Realtime audio application, improving performance

Question

I am currently writing a C++ real time audio application which roughly contains:

reading frames from a buffer
interpolating frames with the hermit interpolation here
filtering ever frame with two biquad filters (and updating their coefficients every frame)
a 3 band crossover containing 18 biquad calculations
a FreeVerb algorithm from the STK libary here

I think this should be handable for my PC but I get some buffer underflows every so often so I would like to improve the performance of my application. I have a bunch of question I hope you can answer me. :)

1) Operator Overloading

Instead of working directly with my flaot samples and doing calculations for every sample, I pack my floats in a Frame class which contains the left and the right Sample. The class overloads some operators for addition, subtraction and multiplication with float.
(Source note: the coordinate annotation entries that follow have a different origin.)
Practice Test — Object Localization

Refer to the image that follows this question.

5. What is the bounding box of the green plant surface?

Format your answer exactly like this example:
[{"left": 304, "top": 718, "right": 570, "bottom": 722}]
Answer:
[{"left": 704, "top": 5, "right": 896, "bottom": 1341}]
The filters (biquad mostly) and the reverb works with floats and doesn't use this class but the hermite interpolator and every multiplication and addition for volume controll and mixing uses the class.

Does this has an impact on the performance and would it be better to work with left and right sample directly?

2) std::function

The callback function from the audio IO libary PortAudio calls a std::function. I use this to encapsulation everything related to PortAudio. So the "user" sets his own callback function with std::bind

std::bind(  &AudioController::processAudio, 
            &(*this), 
            std::placeholders::_1, 
            std::placeholders::_2));

Since for every callback, the right function has to be found from the CPU (however this works...), does this have an impact and would it be better to define a class the user has to inherit from?

3) virtual functions

I use a class called AudioProcessor which declares a virtual function:

virtual void tick(Frame *buffer, int frameCout) = 0;

This function always processes a number of frames at once. Depending on the drive, 200 frames up to 1000 frames per call. Within the signal processing path, I call this function 6 time from multiple derivated classes. I remember that this is done with lookup tables so the CPU knows exactly which function it has to call. So does the process of calling a "virtual" (derivated) function has an impact on the performance?

The nice thing about this is the structure in the source code but only using inlines maybe would have an performance improvement.

These are all questions for now. I have some more about Qt's event loop because I think that my GUI uses quite a bit of CPU time as well. But this is another topic I guess. :)

Thanks in advance!

These are all relevant function calls within the signal processing. Some of them are from the STK libary. The biquad functions are from STK and should perform fine. This goes for the freeverb algorithm as well.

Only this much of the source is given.